Witek Witek
1105
BLOG

Wyzwoliciele

Witek Witek Historia Obserwuj temat Obserwuj notkę 67

Mój ojciec tak wspomina wyzwolenie, które spotkało go zimą 1945 roku w Garbatce :

"Mama wysłała mnie po coś na wschodni kraj wsi-letniska. Było to już po wycofaniu się Niemców. Nagle zauważyłem jak do wsi wbiegło 3 żołnierzy w kożuszkach, z karabinami na których osadzone były bagnety. Zauważywszy mnie, jedynego żywego na ulicy, krzyknęli:

- "Malczik, Bierlin daleko ?"

- "Nie, niedaleko" - odpowiedziałem, wstydząc się kilkuletnim móżdżkiem, że nie mam pojęcia jak daleko jest ten Berlin. Najdalej byłem z mamą w Radomiu, odwiedzając ojca, więzionego przez Niemców za podejrzenia o współprace z partyzantami Batalionów Chłopskich.

- "A gdie on, gdie daroga na Bierlin ?" - zapytali.

Pokazałem im drogę na Radom. Pokiwali przyjaźnie rękami i  p o b i e g l i  zasnieżoną ulicą. Znikli mi z oczu za zaspami snieżnymi...

Potem przybyły całe zorganizowane oddziały, masa wojsk. Dowódca jednego z nich został zakwaterowany w naszej chłupie, reszta sołdatów w szopie i stodole. Rozsiedli się wokół rozpalonych ognisk warząc strawę. Dyscyplinę zachowywali srogą, np. nie mogli wchodzić do naszego domu, tylko meldowali się oficerowi na progu. Podczas ich pobytu nie pamiętam, aby ktoś ze starszych narzekał, aby coś zginęło lub był jakiś konflikt.

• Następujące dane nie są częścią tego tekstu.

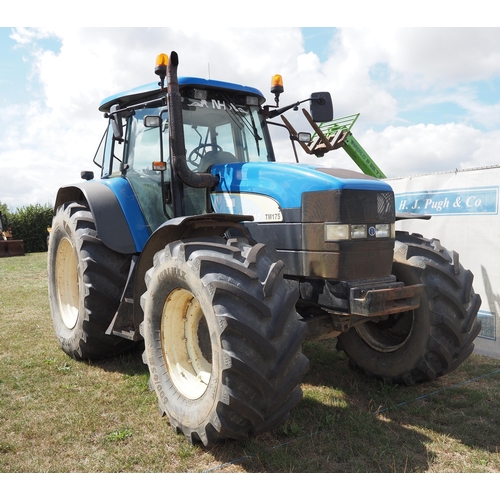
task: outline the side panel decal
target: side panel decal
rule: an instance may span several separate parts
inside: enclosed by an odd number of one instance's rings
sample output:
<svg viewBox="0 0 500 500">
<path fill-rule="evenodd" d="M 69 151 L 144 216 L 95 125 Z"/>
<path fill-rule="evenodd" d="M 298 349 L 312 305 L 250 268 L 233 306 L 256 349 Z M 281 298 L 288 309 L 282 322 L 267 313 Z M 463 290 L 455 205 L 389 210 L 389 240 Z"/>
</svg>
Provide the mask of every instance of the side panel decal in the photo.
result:
<svg viewBox="0 0 500 500">
<path fill-rule="evenodd" d="M 212 206 L 217 213 L 253 215 L 256 222 L 281 222 L 283 214 L 276 200 L 253 193 L 212 193 Z"/>
</svg>

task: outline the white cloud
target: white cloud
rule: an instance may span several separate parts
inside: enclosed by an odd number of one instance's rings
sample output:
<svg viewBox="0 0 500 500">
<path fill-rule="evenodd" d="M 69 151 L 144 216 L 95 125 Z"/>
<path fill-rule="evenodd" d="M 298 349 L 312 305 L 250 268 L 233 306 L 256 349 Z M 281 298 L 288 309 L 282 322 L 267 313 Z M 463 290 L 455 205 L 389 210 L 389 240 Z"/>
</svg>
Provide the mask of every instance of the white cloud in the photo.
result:
<svg viewBox="0 0 500 500">
<path fill-rule="evenodd" d="M 386 46 L 389 64 L 404 78 L 429 86 L 500 75 L 497 28 L 395 29 Z"/>
<path fill-rule="evenodd" d="M 462 168 L 478 148 L 481 132 L 461 124 L 387 127 L 369 131 L 362 144 L 388 177 Z"/>
<path fill-rule="evenodd" d="M 365 71 L 385 63 L 394 83 L 426 89 L 500 75 L 498 28 L 349 28 L 333 45 L 344 61 Z"/>
<path fill-rule="evenodd" d="M 395 123 L 403 110 L 452 102 L 469 121 L 491 127 L 496 109 L 472 85 L 500 78 L 499 39 L 498 28 L 343 28 L 323 72 L 341 113 L 361 112 L 367 123 Z"/>
</svg>

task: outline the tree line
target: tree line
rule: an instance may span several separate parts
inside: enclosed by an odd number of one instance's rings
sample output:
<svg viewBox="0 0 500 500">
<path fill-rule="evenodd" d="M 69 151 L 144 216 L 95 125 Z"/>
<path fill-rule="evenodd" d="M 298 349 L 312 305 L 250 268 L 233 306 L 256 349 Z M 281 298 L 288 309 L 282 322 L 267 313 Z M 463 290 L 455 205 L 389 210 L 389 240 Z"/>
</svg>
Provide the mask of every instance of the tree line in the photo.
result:
<svg viewBox="0 0 500 500">
<path fill-rule="evenodd" d="M 12 211 L 0 201 L 6 227 L 12 231 L 12 238 L 24 241 L 26 253 L 47 251 L 47 229 L 52 224 L 53 209 L 49 204 L 28 205 Z"/>
</svg>

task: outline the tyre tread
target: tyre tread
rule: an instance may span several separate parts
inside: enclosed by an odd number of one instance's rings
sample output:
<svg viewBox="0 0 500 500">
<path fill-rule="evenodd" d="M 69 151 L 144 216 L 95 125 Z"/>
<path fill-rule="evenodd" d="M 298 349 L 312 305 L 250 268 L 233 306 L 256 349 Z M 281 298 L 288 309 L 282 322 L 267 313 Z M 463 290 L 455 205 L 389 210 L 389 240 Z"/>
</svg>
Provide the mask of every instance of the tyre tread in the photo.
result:
<svg viewBox="0 0 500 500">
<path fill-rule="evenodd" d="M 195 427 L 184 425 L 166 404 L 172 427 L 210 446 L 246 439 L 284 421 L 300 401 L 299 384 L 309 366 L 301 351 L 307 328 L 295 311 L 298 290 L 284 279 L 284 265 L 272 262 L 264 245 L 242 238 L 170 243 L 157 253 L 154 266 L 167 259 L 191 266 L 201 286 L 210 287 L 224 357 L 223 388 L 210 418 Z M 148 286 L 153 275 L 154 268 L 146 274 Z M 141 298 L 143 309 L 147 294 Z M 145 328 L 143 323 L 141 332 Z"/>
</svg>

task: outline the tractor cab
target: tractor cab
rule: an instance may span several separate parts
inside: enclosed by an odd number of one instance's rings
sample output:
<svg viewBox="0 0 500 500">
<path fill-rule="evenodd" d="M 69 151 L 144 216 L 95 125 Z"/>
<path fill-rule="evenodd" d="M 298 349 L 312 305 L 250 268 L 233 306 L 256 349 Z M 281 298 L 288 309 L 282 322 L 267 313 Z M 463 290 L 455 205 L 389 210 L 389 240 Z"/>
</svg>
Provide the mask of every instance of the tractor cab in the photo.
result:
<svg viewBox="0 0 500 500">
<path fill-rule="evenodd" d="M 168 106 L 157 85 L 149 88 L 114 96 L 101 105 L 101 110 L 110 111 L 110 124 L 94 162 L 103 177 L 128 179 L 154 231 L 173 217 L 211 209 L 206 189 L 172 175 Z M 274 161 L 259 91 L 198 78 L 180 78 L 179 88 L 185 158 L 193 174 L 209 172 L 214 164 Z"/>
</svg>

Mama była w 7-mym miesiącu ciąży z Heńkiem, może też to wpłynęło na zachowanie oficera, który był dla nas bardzo przyjazny, częstował nas obficie, przede wszystkim mnie, dawno nie widzianym cukrem oraz słoniną z puszki. Zapamiętałem szczególnie tą słoninę w puszce..."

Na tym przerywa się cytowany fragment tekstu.